Le 23/11/2016 à 20:11, [email protected] a écrit :
On Wed, Nov 23, 2016 at 4:16 PM, Thierry Goubier
<[email protected] <mailto:[email protected]>> wrote:
2016-11-23 15:46 GMT+01:00 [email protected]
<mailto:[email protected]> <[email protected]
<mailto:[email protected]>>:
Thanks Thierry.
Please also see that with new satellites, the resolution is ever
increasing (e.g.
Sentinel
http://m.esa.int/Our_Activities/Observing_the_Earth/Copernicus/Overview4
<http://m.esa.int/Our_Activities/Observing_the_Earth/Copernicus/Overview4>)
It has allways been so. Anytime you reach a reasonable size, they
send a new satellite with higher res / larger images :)
I understand the tile thing and indeed a lot of the algos work
on tiles, but there are other ways to do this and especially
with real time geo queries on custom defined polygons, you go
only so far with tiles. A reason why we are using GeoTrellis
backed by Accumulo in order to pump data very fast in random order.
But that mean you're dealing with preprocessed / graph georeferenced
data (aka openstreetmap type of data). If you're dealing with
raster, your polygons are approximated by a set of tiles (with a
nice tile size well suited to your network / disk array).
I had reasonable success a long time ago (1991, I think), for
Ifremer, with an unbalanced, sort of quadtree based decomposition
for highly irregular curves on the seabed. Tree node size / tile
size was computed to be exactly equal to the disk block size on a
very slow medium. That sort of work is in the line of a geographic
index for a database: optimise query accesses to geo-referenced
objects... what is hard, and probably what you are doing, is
combining geographic queries with graph queries (give me all houses
in Belgium within a ten minutes bus + walk trip to a primary school)(*)
(*) One can work that out on a raster for speed. This is what GRASS
does for example.
(**) I asked a student to accelerate some raster processing on a
very small FPGA a long time ago. Once he had understood he could
pipeline the design to increase the frequency, he then discovered
that the FPGA would happily grok data faster than the computer bus
could provide it :) leaving no bandwith for the data to be written
back to memory.
Yes, but network can be pretty fast with bonded Ethernet interfaces
these days.
You mean they are not using HPC interconnects ?
We are adding 30+ servers to the cluster at the moment just to
deal with the sizes as there is a project mapping energy
landscape https://vito.be/en/land-use/land-use/energy-landscapes
<https://vito.be/en/land-use/land-use/energy-landscapes>. This
thing is throwing YARN containers and uses CPU like,
intensively.

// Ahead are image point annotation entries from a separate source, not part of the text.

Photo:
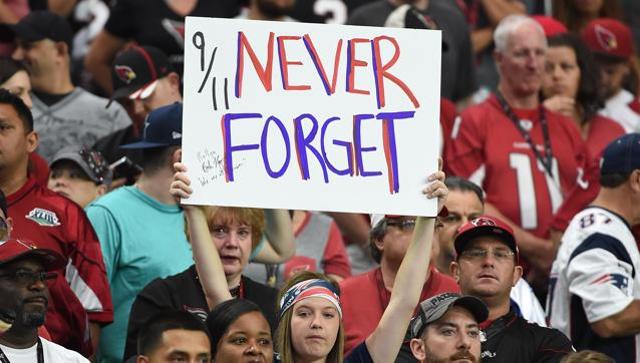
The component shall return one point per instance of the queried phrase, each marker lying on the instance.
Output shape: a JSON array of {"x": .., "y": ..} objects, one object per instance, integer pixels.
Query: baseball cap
[
  {"x": 608, "y": 37},
  {"x": 485, "y": 226},
  {"x": 409, "y": 17},
  {"x": 43, "y": 24},
  {"x": 163, "y": 127},
  {"x": 15, "y": 249},
  {"x": 550, "y": 25},
  {"x": 92, "y": 162},
  {"x": 434, "y": 308},
  {"x": 136, "y": 71},
  {"x": 622, "y": 155}
]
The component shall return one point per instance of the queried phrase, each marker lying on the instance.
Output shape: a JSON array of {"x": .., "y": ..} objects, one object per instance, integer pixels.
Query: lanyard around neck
[
  {"x": 548, "y": 153},
  {"x": 5, "y": 359}
]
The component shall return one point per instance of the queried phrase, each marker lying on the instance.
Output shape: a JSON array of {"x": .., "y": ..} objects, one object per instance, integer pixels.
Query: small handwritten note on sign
[{"x": 311, "y": 116}]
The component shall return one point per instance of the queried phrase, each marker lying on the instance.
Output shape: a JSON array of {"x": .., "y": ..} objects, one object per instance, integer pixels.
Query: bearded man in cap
[{"x": 24, "y": 273}]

It is not uncommon for me to see their workload
eating everything for a serious amount of CPU seconds.
Only a few seconds ?
CPU-seconds, that the cluster usage unit for CPU.
http://serverfault.com/questions/138703/a-definition-for-a-cpu-second
So, says couple millions of them on a 640 core setup. CPU power is the
limiting factor in these workloads it seems.
If I understand well, the cluster has enough memory to load in RAM all
the data, then.
It would be silly not to plug Pharo into all of this
infrastructure I think.
I've had quite bad results with Pharo on compute intensive code
recently, so I'd plan carefully how I use it. On that sort of
hardware, in the projects I'm working on, 1000x faster than Pharo on
a single node is about an expected target.
Sure, but lower level C/C++ things are run from Python or Java, so Pharo
will not do worse. The good bit about Pharo is that one can ship a
preloaded image and that is easier than sending gigabyte (!) sized
uberjars around, that Java will unzip before running, also true with
Python myriad of dependencies. An image file appears super small then.
Agreed. Pharo 64bits is interesting there because it installs a lot
better than the 32bits version. And as far as I could see, at least as
stable as the 32bits version for my needs.
Especially given the PhD/Postdoc/brainiacs per square meter
there. If you have seen the Lost TV show, well, it kind of feels
working there at that place. Especially given that is is kind of
hidden in the woods.
Maybe you could have interesting interactions with them. These
guys also have their own nuclear reactor and geothermal drilling.
I'd be interested, because we're working a bit on high performance
parallel runtimes and compilation for those. If one day you happen
to be ready to talk about it in our place? South of Paris, not too
hard to reach by public transport :)
Sure, that would be awesome. But Q1Y17 then because my schedule is
pretty packed at the moment. I can show you the thing over the web from
my side, so you can see where are in terms of systems. I guess you are
much more advanced but one of the goals of the project here is to be
pretty approachable and gather a community that will cross pollinate
algos and datasets for network effects.
Ok. We can arrange that; I'm also quite busy until year end ;) The goal
here is also to make such high performance systems more usable, but, on
average, the targeted system is a bit more HPC-oriented (dedicated
interconnects, nodes with GPUs or Xeon Phi). We also have some
interesting work going on with microservers (highly-packed,
high-efficiency servers with lower power cpus, ARM, FPGAs).
Thierry